I’ll then add either sodium carbonate or sodium bicarbonate, both of which are cheap, to precipitate the copper ions as insoluble copper(II) carbonate. Once the precipitate settles, I’ll decant off the supernatant liquid, which contains mainly sodium sulfate with a small amount of the excess sodium carbonate or bicarbonate in solution. If I decant 90% of the supernatant liquid and refill the bottle with tap water, I’ve diluted the original level of soluble contaminants to 10% of what they were. Repeating that process a few times, ending with a distilled water wash, reduces the soluble contaminants to 1%, 0.1%, 0.01%, and finally 0.001%, which is better than good enough.
I don’t even need to filter out the copper(II) carbonate and dry it. I can simply wet it with a liter or so of distilled water and add glacial acetic acid stoichimetrically to convert the copper(II) carbonate to copper(II) acetate in situ, add an extra 20 mL of the glacial acetic acid, and then bottle the resulting Barfoed’s reagent.

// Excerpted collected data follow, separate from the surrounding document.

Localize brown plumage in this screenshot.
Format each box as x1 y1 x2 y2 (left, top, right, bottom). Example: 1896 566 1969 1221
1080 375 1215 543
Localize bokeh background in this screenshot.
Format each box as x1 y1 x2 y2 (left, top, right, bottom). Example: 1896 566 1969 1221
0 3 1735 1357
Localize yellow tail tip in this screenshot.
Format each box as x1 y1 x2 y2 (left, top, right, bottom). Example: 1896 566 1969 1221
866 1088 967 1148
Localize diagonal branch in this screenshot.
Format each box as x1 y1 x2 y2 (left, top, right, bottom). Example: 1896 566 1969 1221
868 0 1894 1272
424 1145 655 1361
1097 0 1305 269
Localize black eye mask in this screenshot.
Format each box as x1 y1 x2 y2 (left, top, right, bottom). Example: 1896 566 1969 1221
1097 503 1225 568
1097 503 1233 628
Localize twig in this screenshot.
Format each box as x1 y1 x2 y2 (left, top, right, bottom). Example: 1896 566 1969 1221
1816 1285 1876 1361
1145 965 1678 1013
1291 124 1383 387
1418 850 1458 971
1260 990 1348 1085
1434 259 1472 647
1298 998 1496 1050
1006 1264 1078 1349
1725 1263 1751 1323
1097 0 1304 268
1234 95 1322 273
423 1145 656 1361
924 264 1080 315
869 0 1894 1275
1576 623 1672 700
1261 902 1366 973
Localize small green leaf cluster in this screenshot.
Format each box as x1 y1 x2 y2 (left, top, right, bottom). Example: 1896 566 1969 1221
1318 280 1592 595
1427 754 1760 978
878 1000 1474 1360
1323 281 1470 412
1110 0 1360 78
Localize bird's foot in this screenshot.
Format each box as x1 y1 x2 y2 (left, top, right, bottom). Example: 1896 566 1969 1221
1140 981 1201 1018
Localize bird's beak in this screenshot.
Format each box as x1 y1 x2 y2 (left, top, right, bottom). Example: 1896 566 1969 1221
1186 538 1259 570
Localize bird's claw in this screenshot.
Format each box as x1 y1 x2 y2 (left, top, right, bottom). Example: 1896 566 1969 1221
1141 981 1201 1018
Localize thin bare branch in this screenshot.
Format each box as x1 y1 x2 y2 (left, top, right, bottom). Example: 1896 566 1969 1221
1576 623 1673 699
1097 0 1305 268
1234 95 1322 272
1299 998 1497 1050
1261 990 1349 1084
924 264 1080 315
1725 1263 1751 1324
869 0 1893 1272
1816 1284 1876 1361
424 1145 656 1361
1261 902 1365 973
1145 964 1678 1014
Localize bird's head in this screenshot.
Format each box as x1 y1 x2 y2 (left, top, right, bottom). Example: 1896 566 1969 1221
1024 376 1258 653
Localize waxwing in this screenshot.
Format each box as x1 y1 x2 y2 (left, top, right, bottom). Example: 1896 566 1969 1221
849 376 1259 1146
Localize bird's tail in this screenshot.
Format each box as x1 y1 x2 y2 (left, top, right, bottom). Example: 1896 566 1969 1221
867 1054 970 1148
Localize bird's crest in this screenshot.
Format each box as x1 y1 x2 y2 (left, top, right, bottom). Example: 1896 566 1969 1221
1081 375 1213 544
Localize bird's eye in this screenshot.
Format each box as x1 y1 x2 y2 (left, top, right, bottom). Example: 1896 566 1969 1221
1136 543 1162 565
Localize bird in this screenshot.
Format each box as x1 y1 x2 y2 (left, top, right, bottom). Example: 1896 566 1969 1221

And don’t get me started on ammonium metavanadate. The last time I bought it, maybe three or four years ago, I paid something like $15 for a 25 gram bottle. I thought $0.60/gram was pretty high then, but that’s now tripled to nearly $2/gram, and that doesn’t even include the required poison-pack container and hazardous shipping surcharge. Geez. I can synthesize the stuff from scratch here for something like $0.05/gram, and it’s no more difficult than the copper(II) acetate synthesis.